I love the Italian Piazza. You find them in every town, big or small. Rome is full of them. They are gentle and filled with human sounds, blended voices and mainly devoid of cars. People stroll in them, they bump into friends, and they talk. Almost always, they are beautiful. You discover them. They spring up at you as you turn a corner. Yesterday I sat in the main Piazza in Ravello -- a stunning space, framed by beautiful old pine trees. Today, I am in Matera, a city carved out of a rock. The main Piazza is a beautiful odd-shaped space with white stone paving. I couldn't help notice how calming it was as I first entered it - quiet muffled voices, gentle sounds of people walking and the colors and sense of space.

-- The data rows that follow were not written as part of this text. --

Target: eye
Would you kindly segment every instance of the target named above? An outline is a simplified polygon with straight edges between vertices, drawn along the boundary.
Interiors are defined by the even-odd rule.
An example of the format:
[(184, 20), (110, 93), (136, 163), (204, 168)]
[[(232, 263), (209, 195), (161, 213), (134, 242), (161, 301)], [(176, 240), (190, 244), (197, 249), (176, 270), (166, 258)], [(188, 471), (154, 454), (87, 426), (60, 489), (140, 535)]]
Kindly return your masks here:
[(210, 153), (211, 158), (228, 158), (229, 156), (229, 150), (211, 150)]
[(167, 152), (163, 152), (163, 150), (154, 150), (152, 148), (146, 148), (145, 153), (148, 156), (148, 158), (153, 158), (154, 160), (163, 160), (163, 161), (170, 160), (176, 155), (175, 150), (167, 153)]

It lacked of the intrusion cars bring to cities, adding an even more peaceful tone to the space.

My hometown Toronto lacks such spaces. We have areas filled with cafes and lovely restaurants but there are no places where humans can relax, meet up, discuss work, politics, new ideas - where they can bump into each other "par hazard". We have a Piazza modeled on Times Square but a poor replica. It is noisy, devoid of trees, filled with glaring screens and about as unwelcoming as you can imagine. When I think about our town and Rome or any other Italian town with it's carless Piazzas, its "passegata" every afternoon when the town comes out to walk. Big cities can capture the intimacy of a small city with random carless Piazzas scattered about. They become cities for humans, not cities built on the concept of industrialization. Where are our town planners? What are they thinking when they design and modify our cities? We have moved from the Italian Piazza model to a faceless, high rise, car ridden, noisy environment. We have nowhere to escape, to really hang out. Our kids gravitate to shopping malls, they have nowhere to go except a space designed to get us to consume more than we need.

I have a dream that one day I will take a group of town planners to Italy, from one Piazza to the next. I will feed them well, let them drink good wine, brainwash them, so that when they return to cities like Toronto, they will strive to create the Piazzas for us and turn a heartless, soul-less environment into one where humans will love to be, meet, create, stroll, calm down and enjoy.